When we spoke to our tutor about our idea, she thought it was a really good idea and encouraged us to carry on with our idea.
I never realised how hard it was to make something sound natural. As I am in charge of the audio for the walk, it is my job to make sure that all of it sounds natural and flows seamlessly. One of the major problems that I faced while recording/editing the audio was the wind. Because whenever we recorded the audio it was always very windy in Lincoln, the microphone easily picked it up. I did not realise until I was editing the recording just how disruptive the wind was being. I ended up having to cut out the really bad spikes of wind and just try to make the audio sound natural without it. Another problem that occurred during the editing stage was creating the final earthquake sound. Whatever I did and where ever I looked, I could not find an earthquake sound effect grand enough to finish our audio piece, and the ones that were grand enough did not turn out well coming out of headphones. In the end, I had to take audio of different natural disasters (A volcano, a forest fire, a tornado and a landslide) and mix them together to try and make a convincing earthquake sound effect. I also had problems with the earlier rumbles. When editing, I had to add in some rumble sounds to build up to the end earthquake sound and have more of an impact. However, even though while editing, I was able to clearly hear the rumble effects, when I sent it to the rest of the group, they told me that they could not hear any of them.

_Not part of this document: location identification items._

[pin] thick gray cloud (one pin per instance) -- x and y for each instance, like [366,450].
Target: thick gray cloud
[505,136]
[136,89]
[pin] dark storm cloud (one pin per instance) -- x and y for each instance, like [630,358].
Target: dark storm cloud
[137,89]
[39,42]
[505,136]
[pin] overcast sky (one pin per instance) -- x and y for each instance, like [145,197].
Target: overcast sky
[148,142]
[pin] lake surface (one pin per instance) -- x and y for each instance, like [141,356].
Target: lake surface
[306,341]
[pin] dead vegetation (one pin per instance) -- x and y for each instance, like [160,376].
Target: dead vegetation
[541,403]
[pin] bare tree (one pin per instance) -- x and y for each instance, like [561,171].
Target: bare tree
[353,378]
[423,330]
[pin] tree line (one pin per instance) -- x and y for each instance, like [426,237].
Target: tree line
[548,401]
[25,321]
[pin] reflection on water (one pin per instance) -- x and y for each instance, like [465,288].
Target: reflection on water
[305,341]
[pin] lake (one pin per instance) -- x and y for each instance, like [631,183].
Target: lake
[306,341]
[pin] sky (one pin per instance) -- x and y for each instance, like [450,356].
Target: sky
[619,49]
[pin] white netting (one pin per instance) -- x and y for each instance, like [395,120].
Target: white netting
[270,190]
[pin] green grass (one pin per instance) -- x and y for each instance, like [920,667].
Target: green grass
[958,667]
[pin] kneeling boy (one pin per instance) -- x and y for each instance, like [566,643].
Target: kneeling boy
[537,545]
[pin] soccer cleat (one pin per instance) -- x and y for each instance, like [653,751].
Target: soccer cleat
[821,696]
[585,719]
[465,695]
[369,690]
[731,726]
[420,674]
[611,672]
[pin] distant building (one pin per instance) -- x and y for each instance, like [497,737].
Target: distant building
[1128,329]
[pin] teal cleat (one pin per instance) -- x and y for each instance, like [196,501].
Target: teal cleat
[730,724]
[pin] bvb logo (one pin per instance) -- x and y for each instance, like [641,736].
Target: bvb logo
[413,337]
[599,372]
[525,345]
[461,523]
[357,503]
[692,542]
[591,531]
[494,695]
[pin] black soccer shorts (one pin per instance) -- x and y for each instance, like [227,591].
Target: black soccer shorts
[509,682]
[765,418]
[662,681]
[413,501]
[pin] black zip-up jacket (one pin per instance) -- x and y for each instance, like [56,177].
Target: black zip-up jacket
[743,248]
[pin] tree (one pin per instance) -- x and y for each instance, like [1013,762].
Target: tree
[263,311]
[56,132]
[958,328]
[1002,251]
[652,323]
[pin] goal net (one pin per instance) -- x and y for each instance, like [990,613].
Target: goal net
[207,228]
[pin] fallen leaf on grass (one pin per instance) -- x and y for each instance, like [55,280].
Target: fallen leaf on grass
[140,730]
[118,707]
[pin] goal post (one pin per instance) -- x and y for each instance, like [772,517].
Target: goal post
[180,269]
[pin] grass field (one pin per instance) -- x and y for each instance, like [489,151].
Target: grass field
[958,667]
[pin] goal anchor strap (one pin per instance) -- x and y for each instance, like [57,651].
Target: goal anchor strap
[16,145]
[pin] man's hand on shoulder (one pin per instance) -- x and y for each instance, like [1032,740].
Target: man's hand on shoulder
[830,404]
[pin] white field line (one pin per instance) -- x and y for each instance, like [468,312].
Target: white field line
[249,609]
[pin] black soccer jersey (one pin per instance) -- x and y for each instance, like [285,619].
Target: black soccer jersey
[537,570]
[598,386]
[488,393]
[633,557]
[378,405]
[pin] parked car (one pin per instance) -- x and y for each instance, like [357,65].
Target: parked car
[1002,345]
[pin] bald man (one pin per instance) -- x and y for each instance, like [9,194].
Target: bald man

We decided this was because of the fact that the sound effect sounded a little like wind in the background. I could hear them fine because I could see where they were and knew when to expect them whereas the others did not. To fix this problem, all I had to do was turn the volume of the rumbles up to higher than I believed necessary and everything was fine.
In the end, I am very happy with the way the audio has turned out and hope that everyone that comes to our show thinks the same. I have attached the audio so that people can have a listen.
In the end, I believe that our final performance went rather well. Unfortunately, we did not get as many participants as we would have wished as we only had two of our tutors who were marking the performance and three of our friends. Another piece of bad luck that we received was that the weather was very bad that day. There was a lot of rain which, I believe, is what stopped many people from coming to our performance. However, regarding the people who turned up and took part in our audio walk, they were very willing to go along with the walk and did not try to ruin it by messing around. While the audio walk was in process, I had a few ideas about, if we had to redo the module again, what I would change to help improve our performance. Firstly, I would have the guide that were scattered around the walks route wear clothes or accessories that were much more recognisable when searching for them. I realised while performing that we were wearing clothes that were too normal and the audience, if they needed help, would not have seen us as easily. Another thing that I would change if I had the chance would be that I would add more technology to the performance. One of the worries that our group had while testing the audio is that it relied too heavily on our audience getting to the cathedral in just the right amount of time. If we had the technology, I would have given each audience member an mp3 player with the audio on that would only play background noises and, when they go under Exchequer Gate, only then would it start playing the earthquake sound effect. Taking part in this module has helped me to understand site specific a lot better. As I started out as someone who had never even heard of this style of performance before this, it is good to see that my knowledge of different styles of performance has grown.
Pearson, M. (2010) Site-Specific Performance. London: Palgrave Macmillan.